Das Ibiza-Video inspirierte auch einen nachgestellten Film in flimmerndem Schwarz-Weiß, in dem Hitler mit seinem Platzhalter in Österreich, Arthur Seyß-Inquart, in einer Villa am Starnberger See heimlich gefilmt werden. Hitlers Plan, zuerst Polen und dann den Rest der Welt zu unterwerfen, ist mit Originalzitaten aus dem Ibiza-Video gespickt.

Der Blick in die Zukunft

Nach diesem Blick in die Vergangenheit wagen die Staatskünstler auch einen Blick in die Zukunft, für den sie Virtual-Reality-Brillen aufsetzen. Da sehen sie Autochtonia, „die erste durchpatriotisierte Österreich-zuerst-Matrix“. FPÖ-Ex-Innenminister Herbert Kickl ist dort mit absoluter Mehrheit ausgestatteter ­Bundeskanzler, der inzwischen die Chem-Trails entgiftet hat und damit für gute Luft sorgt. Das Parlament wurde durch einen Senat ersetzt, in dem Milliardäre sitzen, die sich durch Parteispenden verdient gemacht haben. In Wien gibt es eine City-Maut: für Radfahrer und Fußgänger. FPÖ-Bürgermeister Dominik Nepp hat eine sechsspurige Autobahn bis zum Stephansplatz bauen lassen. Sebastian Kurz, der längst einen gut dotierten Posten in der Privatwirtschaft innehat, hat längst die Klimakrise gelöst, indem er die Migrationsbewegung als Hauptverursacherin von Treibhausgasen identifiziert und gestoppt hat.

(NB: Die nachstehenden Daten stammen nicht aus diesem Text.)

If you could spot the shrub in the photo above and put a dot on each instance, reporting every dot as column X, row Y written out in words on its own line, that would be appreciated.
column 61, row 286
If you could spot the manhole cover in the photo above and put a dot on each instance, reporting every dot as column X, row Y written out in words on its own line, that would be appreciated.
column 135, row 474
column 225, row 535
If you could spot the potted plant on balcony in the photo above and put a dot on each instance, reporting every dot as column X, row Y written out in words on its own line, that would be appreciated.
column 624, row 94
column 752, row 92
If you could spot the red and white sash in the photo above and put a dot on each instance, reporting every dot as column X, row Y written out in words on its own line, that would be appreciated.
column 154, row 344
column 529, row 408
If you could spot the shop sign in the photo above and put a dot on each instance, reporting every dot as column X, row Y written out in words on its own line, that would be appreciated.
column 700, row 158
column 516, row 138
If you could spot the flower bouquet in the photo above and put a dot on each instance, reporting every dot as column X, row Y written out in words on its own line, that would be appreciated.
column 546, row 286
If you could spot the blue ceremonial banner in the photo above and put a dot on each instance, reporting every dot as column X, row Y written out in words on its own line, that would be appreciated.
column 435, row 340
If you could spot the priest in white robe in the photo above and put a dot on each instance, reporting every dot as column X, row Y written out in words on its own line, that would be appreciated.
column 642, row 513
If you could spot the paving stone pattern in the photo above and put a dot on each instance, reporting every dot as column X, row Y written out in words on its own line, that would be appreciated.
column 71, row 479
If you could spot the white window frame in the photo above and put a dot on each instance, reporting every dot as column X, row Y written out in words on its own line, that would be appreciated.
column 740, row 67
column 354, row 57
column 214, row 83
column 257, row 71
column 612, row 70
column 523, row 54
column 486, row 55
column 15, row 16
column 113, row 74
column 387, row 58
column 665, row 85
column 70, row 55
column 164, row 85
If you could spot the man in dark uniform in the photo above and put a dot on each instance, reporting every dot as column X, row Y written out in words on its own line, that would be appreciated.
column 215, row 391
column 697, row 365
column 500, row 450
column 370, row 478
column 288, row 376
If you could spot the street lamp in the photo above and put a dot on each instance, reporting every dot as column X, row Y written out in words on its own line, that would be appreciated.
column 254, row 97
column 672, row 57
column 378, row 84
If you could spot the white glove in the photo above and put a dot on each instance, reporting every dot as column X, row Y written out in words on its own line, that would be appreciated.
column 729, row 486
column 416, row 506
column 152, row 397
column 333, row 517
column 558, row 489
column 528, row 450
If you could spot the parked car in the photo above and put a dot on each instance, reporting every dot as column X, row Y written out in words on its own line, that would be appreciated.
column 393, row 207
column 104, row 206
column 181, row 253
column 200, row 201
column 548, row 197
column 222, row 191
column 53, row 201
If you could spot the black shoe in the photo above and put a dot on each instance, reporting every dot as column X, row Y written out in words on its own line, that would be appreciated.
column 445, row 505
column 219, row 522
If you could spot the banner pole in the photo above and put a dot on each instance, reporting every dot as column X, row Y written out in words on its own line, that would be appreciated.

Zur Vorgehensweise der Staatskünstler gehört es auch, Skandalen durch Vor-Ort-Besuche nachzugehen. Diesmal geht es um ein als Motorradmuseum deklariertes Verkaufs- und Veranstaltungsgebäude der Firma KTM, die vom Land Oberösterreich eine Millionensubvention aus dem Kulturbudget keilen konnte, während die kleinen Kulturinitiativen finanziell trockengelegt wurden. KTM-Chef Stefan Pierer zählte 2017 zu den größten Spendern von Sebastian Kurz.

Sollte man es nicht gewusst haben: Diese drei Männer, die leichtfüßig alle maßgeblichen Politiker der Lächerlichkeit preisgeben, sind keine Freunde der vergangenen ÖVP-FPÖ-Regierung. Sebastian Kurzens Versuche, sich bei den Millennials als cooler Typ anzubiedern, sind zum Schreien.

Da man sich aber nicht dem Vorwurf der politischen Einseitigkeit aussetzen will, wird auch die andere Seite nicht geschont. So wird die Lage der von den Wählern mit dem schlechtesten Ergebnis ihrer Geschichte gedemütigten SPÖ als Krisensitzung in einer Regenschirmfabrik dargestellt. Trotz jahrelangen Dauerregens kann sie ihre Produkte nicht mehr verkaufen. Den Lösungsvorschlag eines Managers hat man bei der SPÖ nach jeder Wahlschlappe gehört: „Wir müssen unsere Inhalte besser kommunizieren.“ Darauf der Direktor: „Welche Inhalte?“

Teile des neuen Programms haben übrigens schon in das vom Trio am Premierenabend lancierte Buch „Wir Staatskünstler. Das Buch zum Staat“ Eingang gefunden.